Use `--update-refs`.

Think about the word "branch". If you have a linear sequence of commits that's one branch by definition. But you go and label the middle of that branch as branches too and then get annoyed when git, you know, does some branching there.


> It's not actually how code reviews are done by the people who wrote it.

What do you mean by that? Even if you do review by emailing patchsets those are still managed locally using branches, to my knowledge.

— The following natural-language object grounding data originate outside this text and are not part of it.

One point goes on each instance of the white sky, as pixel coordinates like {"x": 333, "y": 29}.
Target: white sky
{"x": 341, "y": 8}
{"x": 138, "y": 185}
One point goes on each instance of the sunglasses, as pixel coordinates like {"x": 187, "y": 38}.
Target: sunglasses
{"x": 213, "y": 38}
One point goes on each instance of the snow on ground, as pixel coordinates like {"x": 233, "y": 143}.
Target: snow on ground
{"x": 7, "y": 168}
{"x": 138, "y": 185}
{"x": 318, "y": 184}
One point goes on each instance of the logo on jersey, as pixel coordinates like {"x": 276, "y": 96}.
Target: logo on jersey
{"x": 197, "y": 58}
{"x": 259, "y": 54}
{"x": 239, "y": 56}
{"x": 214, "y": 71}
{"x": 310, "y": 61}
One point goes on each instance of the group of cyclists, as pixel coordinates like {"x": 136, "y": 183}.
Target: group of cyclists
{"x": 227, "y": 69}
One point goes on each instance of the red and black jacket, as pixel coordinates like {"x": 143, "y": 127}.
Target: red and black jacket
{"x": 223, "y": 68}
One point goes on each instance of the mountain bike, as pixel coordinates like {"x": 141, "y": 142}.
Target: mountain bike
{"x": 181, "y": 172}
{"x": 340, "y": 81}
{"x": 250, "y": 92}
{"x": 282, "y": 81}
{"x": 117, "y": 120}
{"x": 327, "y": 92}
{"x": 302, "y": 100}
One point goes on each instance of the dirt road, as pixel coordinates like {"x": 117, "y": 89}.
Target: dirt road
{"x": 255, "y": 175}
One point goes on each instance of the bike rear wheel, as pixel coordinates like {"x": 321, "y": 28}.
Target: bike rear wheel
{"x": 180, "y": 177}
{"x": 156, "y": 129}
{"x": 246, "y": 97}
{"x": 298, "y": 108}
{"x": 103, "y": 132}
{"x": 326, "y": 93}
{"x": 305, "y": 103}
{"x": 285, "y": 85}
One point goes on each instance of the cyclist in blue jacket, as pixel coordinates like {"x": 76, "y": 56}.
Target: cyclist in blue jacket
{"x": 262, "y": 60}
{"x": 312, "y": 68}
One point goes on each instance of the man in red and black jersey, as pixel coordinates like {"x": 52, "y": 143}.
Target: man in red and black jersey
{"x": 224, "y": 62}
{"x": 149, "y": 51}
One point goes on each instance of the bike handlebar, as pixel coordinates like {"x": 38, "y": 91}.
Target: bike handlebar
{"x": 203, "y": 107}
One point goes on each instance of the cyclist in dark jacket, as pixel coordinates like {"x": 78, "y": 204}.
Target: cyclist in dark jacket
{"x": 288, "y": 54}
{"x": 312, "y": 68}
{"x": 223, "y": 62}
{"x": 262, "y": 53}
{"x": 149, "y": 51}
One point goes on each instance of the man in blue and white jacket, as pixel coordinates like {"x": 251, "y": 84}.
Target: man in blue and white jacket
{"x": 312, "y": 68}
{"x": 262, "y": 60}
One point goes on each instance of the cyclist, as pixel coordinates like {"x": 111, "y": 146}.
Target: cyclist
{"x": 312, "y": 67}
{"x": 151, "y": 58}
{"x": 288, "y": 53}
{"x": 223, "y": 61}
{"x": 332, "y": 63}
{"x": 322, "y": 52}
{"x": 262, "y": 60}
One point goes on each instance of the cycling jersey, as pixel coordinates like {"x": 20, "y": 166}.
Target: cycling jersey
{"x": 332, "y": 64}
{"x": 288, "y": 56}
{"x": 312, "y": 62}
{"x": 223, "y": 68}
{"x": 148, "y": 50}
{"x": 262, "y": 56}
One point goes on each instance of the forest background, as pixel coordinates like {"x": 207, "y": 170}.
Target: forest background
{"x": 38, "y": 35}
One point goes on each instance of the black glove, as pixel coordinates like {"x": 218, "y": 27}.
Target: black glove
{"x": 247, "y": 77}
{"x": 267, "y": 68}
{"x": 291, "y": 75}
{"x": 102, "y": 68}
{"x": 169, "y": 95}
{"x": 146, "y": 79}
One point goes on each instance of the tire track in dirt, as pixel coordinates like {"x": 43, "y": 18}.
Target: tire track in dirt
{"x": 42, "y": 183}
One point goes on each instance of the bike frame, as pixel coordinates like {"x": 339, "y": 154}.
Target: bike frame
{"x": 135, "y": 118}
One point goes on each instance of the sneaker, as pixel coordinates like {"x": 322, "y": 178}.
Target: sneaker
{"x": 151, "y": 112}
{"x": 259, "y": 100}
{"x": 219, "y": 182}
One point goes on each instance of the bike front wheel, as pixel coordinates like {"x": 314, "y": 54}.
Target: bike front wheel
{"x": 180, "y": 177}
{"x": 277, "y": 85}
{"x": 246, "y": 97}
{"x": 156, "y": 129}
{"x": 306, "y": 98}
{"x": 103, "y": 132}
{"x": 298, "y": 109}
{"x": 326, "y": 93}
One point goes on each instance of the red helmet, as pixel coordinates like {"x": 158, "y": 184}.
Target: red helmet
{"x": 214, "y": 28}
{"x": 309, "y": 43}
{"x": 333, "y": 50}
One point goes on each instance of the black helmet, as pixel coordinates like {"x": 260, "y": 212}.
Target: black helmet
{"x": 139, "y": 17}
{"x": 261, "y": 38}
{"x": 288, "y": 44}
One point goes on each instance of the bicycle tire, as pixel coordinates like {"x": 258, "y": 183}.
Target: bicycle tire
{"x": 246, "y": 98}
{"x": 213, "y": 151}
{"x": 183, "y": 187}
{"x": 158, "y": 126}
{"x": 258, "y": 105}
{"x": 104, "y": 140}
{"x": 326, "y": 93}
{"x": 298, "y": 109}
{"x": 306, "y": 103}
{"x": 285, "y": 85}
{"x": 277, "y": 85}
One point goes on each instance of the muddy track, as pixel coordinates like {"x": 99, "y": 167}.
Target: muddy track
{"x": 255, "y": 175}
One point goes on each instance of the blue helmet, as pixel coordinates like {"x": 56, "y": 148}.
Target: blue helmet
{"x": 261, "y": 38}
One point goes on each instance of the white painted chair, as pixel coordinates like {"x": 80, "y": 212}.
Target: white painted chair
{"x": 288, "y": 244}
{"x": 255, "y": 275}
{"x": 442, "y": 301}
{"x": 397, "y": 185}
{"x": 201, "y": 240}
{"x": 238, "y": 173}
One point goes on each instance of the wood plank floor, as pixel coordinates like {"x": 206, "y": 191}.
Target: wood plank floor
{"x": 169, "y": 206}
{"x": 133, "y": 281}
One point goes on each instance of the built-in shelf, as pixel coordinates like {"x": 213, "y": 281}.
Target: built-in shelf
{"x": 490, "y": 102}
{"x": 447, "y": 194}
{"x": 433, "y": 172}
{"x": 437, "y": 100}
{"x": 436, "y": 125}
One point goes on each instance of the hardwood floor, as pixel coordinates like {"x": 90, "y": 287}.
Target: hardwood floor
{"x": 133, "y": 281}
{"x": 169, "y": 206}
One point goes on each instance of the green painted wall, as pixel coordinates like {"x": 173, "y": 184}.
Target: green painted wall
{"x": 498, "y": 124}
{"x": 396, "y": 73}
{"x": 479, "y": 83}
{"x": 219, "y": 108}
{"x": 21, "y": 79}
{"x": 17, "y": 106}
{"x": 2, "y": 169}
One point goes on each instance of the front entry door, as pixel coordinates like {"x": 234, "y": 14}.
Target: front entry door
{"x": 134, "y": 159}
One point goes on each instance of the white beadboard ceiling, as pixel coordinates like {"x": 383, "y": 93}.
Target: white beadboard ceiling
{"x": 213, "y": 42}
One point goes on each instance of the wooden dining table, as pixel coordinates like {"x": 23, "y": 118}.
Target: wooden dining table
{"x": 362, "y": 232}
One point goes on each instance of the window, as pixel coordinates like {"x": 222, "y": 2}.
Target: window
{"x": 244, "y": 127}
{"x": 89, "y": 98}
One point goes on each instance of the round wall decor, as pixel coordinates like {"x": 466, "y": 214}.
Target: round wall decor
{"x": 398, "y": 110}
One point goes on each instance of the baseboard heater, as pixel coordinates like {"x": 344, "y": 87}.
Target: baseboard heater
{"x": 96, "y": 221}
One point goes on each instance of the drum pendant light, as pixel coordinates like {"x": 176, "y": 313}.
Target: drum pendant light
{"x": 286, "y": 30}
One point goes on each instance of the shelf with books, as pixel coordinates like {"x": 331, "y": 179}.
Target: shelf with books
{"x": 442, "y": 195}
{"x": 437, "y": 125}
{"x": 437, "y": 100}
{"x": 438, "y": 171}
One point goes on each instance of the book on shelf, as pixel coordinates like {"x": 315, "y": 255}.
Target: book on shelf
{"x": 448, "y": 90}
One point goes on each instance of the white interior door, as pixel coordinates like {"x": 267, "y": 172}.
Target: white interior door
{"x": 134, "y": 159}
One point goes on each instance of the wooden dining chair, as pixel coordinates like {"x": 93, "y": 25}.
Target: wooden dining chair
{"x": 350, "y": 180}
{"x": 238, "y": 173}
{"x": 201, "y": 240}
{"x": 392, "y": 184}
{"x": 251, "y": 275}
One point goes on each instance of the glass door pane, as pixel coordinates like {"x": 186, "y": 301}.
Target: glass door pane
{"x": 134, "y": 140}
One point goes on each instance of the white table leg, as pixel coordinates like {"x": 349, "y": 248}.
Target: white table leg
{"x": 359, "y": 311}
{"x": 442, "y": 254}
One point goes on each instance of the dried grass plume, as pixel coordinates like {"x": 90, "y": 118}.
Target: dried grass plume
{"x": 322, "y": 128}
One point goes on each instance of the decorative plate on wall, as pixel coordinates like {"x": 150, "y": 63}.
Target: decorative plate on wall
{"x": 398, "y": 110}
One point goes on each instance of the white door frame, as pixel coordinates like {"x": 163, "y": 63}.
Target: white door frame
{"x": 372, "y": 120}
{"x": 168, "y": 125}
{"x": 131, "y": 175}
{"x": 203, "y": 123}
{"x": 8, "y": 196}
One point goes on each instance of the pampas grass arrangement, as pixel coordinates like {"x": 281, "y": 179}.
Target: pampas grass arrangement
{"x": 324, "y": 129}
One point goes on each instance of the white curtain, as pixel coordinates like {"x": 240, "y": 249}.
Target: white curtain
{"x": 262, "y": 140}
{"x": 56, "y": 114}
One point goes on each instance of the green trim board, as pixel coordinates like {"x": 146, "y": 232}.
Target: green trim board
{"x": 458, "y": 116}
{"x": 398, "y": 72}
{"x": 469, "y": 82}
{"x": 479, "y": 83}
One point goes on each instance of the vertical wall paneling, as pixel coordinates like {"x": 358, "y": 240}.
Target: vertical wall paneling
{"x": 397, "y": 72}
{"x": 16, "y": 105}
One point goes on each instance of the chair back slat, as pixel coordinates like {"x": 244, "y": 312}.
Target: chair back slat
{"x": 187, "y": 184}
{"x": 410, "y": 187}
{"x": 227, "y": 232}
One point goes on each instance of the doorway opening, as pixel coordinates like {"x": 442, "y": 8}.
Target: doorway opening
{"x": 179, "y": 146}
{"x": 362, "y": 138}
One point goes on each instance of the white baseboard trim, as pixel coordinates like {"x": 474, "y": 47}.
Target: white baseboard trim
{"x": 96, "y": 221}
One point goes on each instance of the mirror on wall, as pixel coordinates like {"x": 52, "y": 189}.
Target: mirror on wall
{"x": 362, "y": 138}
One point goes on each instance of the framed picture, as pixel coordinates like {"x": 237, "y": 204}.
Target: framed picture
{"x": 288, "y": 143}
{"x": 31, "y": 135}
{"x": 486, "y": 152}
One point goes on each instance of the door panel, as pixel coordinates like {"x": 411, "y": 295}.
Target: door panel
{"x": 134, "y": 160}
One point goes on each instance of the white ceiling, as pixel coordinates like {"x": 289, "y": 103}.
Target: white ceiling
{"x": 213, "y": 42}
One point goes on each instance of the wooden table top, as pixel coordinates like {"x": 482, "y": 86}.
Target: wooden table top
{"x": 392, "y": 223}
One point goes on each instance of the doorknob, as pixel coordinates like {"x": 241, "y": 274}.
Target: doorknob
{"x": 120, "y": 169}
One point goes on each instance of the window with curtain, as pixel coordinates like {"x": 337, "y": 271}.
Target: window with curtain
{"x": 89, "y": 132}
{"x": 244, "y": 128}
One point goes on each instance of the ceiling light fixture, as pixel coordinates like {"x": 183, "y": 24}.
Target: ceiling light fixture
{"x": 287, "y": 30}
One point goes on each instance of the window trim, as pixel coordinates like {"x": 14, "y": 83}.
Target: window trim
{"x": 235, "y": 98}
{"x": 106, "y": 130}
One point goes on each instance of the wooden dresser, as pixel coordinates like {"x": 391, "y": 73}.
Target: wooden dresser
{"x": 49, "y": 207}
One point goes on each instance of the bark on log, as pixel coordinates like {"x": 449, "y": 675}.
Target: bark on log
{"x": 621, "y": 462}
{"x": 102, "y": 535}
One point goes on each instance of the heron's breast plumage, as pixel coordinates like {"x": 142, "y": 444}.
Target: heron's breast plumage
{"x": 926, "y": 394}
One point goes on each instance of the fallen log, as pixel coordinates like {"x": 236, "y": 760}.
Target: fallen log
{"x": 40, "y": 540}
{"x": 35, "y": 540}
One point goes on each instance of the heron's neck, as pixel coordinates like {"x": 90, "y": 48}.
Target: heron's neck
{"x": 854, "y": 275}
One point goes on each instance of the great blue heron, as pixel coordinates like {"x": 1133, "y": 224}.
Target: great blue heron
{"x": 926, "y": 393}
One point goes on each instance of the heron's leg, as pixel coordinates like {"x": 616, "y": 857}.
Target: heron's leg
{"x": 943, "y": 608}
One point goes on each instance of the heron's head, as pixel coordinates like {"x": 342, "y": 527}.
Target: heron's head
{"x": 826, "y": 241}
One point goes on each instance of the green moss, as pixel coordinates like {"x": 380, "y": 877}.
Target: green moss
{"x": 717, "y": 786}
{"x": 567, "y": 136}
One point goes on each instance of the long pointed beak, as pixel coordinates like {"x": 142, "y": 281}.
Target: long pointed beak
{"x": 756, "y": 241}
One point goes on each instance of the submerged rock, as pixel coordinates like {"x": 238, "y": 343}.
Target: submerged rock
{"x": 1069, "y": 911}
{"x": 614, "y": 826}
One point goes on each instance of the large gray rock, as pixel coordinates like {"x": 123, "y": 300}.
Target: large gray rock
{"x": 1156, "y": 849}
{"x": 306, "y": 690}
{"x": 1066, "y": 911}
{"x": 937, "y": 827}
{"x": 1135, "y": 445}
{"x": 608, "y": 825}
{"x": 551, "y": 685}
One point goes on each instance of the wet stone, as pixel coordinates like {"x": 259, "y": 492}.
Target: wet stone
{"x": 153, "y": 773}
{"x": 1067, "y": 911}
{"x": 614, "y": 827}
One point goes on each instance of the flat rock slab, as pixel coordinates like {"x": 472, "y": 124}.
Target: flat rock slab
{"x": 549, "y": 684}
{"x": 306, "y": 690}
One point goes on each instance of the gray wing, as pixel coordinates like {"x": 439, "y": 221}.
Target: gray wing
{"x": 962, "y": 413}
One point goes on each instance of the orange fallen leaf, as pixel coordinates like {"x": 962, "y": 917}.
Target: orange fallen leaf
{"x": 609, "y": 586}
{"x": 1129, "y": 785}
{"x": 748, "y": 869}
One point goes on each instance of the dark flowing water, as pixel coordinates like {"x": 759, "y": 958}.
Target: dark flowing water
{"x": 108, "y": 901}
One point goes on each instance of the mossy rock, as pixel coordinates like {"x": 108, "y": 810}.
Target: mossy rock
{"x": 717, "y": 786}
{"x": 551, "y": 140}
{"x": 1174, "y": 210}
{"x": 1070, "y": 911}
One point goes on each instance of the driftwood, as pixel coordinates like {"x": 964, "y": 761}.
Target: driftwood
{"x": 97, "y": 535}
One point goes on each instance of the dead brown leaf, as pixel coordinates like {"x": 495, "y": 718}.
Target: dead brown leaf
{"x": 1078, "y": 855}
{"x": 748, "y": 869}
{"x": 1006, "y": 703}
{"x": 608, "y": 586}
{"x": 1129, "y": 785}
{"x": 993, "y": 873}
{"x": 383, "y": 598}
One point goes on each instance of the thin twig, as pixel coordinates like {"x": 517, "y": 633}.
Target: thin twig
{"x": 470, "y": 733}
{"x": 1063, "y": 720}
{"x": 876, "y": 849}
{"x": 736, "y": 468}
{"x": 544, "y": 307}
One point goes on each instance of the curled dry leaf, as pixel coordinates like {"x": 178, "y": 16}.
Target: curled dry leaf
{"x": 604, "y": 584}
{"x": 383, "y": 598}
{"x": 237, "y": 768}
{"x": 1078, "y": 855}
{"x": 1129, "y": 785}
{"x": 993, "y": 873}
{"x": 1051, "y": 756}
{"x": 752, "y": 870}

I mean the unit of review is the patch (set), which does not necessarily have a branch associated with it. You can use a branch, but you could just as easily send commits from master and the reviewer can apply them directly on their master branch if desired. The idea of "branch per reviewable unit" was largely created by GitHub.


> The CLI has nice syntax highlighting to show you the shortest valid prefix, so for example, right now I have something that looks like lzrvnkxl but the initial l is in purple, while the zrvnkxl is in grey. This means I can just use the l when referring to the change. That can be harder to demonstrate in a blog post, which can't know how to highlight this, and so often they have no highlighting.

This is such a simple UX feature that I have ended up using all the time after I switched to jj a few months back.